Labour needs to act like a “majestic flock of geese” to make the most of its time in Government, according to the party’s outgoing general secretary.
David Evans said the party has spent too much time acting like a “gaggle on the ground” rather than forming the “magnificent V-formation” associated with a team of flying geese.
But he urged party members to “break this cycle” and work to ensure the Government “never loses touch with the voters” following Labour’s general election victory.
His remarks came before delegates ratified the appointment of Hollie Ridley as the new general secretary.
Mr Evans, speaking at the Labour Party conference in Liverpool, said: “Last week I was in my garden and I found myself watching a flock of geese fly over my house.
“When you see geese on the ground they look chaotic, noisy, awkward.
“Indeed, on the ground they’re called a ‘gaggle’. But when you see them fly in that magnificent V-formation, they’re majestic.

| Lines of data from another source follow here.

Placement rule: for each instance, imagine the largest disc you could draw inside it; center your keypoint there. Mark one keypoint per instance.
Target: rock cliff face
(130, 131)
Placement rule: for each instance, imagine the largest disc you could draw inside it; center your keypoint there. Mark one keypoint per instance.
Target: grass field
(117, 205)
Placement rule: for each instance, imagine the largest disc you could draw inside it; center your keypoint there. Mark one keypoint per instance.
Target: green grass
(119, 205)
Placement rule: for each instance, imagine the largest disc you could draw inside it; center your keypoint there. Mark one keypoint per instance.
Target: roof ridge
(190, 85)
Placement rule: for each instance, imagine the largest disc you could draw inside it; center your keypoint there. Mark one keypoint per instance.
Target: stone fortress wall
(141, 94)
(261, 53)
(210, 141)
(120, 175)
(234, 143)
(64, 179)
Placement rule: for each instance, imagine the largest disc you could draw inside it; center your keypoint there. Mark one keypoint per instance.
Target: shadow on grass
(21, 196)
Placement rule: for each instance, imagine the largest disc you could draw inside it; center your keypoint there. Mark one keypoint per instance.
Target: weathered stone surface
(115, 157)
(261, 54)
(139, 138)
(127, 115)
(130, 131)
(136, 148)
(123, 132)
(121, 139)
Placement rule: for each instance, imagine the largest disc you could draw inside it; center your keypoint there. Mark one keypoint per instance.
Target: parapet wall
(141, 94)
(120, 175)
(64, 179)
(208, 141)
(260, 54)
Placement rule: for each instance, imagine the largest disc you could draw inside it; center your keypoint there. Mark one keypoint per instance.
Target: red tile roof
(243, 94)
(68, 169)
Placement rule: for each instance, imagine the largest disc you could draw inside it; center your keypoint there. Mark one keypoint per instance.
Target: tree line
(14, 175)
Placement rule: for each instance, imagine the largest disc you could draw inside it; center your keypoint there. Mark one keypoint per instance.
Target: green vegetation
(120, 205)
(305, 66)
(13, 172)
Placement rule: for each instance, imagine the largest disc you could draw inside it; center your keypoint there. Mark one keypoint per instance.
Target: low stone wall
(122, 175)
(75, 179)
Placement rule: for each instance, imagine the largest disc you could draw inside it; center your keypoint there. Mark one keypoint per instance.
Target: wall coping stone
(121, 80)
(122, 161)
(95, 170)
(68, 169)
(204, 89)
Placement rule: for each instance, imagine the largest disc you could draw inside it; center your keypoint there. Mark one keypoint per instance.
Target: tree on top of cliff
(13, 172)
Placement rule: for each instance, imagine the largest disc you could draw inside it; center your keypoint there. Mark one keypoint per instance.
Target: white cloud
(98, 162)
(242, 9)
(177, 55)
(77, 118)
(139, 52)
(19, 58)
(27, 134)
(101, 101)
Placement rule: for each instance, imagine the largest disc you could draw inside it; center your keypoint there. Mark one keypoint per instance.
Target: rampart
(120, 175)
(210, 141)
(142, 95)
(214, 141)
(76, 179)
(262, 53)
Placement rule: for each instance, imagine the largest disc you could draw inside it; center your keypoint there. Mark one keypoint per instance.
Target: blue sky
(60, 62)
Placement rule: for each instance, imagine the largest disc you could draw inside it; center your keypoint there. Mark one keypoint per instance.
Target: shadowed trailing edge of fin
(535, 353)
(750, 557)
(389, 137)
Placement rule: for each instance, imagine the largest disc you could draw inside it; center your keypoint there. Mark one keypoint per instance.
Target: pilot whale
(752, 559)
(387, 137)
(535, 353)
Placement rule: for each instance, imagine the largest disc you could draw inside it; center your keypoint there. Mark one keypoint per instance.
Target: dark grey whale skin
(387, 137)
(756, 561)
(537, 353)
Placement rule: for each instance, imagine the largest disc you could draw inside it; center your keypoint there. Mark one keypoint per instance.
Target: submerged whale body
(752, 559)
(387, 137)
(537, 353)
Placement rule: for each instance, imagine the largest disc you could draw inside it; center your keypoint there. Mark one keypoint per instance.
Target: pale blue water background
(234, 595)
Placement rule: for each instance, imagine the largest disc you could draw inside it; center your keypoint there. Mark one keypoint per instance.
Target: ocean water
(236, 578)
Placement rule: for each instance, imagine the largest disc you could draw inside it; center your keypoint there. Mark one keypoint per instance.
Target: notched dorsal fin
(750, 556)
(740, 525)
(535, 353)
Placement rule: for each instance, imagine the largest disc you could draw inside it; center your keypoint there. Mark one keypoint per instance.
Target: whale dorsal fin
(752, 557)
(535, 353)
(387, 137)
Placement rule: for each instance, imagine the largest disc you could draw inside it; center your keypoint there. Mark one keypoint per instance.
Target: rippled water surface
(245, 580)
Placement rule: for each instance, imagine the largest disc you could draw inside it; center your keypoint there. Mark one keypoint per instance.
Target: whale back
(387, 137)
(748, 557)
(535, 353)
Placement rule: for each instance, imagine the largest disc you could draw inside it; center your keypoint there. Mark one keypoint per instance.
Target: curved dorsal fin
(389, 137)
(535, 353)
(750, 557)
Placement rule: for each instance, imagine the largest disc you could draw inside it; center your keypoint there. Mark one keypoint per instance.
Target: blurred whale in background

“In the air, do you know the collective noun for geese is a ‘team’. They’re not born to do that, they learn it – you can see where this is going.
“The lead goose shoulders the headwind to lessen the load on the others, it means they can go further, longer, faster.
“They’re noisy in flight, they’re always communicating. And best of all if a goose falls out of the V, they go back for them. No goose gets left behind.
“I’ll be honest, too often in our history we haven’t always been a majestic flock of geese, a team, we’ve been a gaggle on the ground, too easily turning inwards crying betrayal, losing shape when the going gets tough.
“We must break this cycle, we must seize the opportunity now, this week, to build a party and a government umbilically connected.
“It doesn’t mean a party that just follows blindly, it means a proper partnership in service with the British people, listening openly to each other, challenging each other to be better, so that we have a party that has the Government’s back every day of the week and we have a Government that never loses touch with the voters.”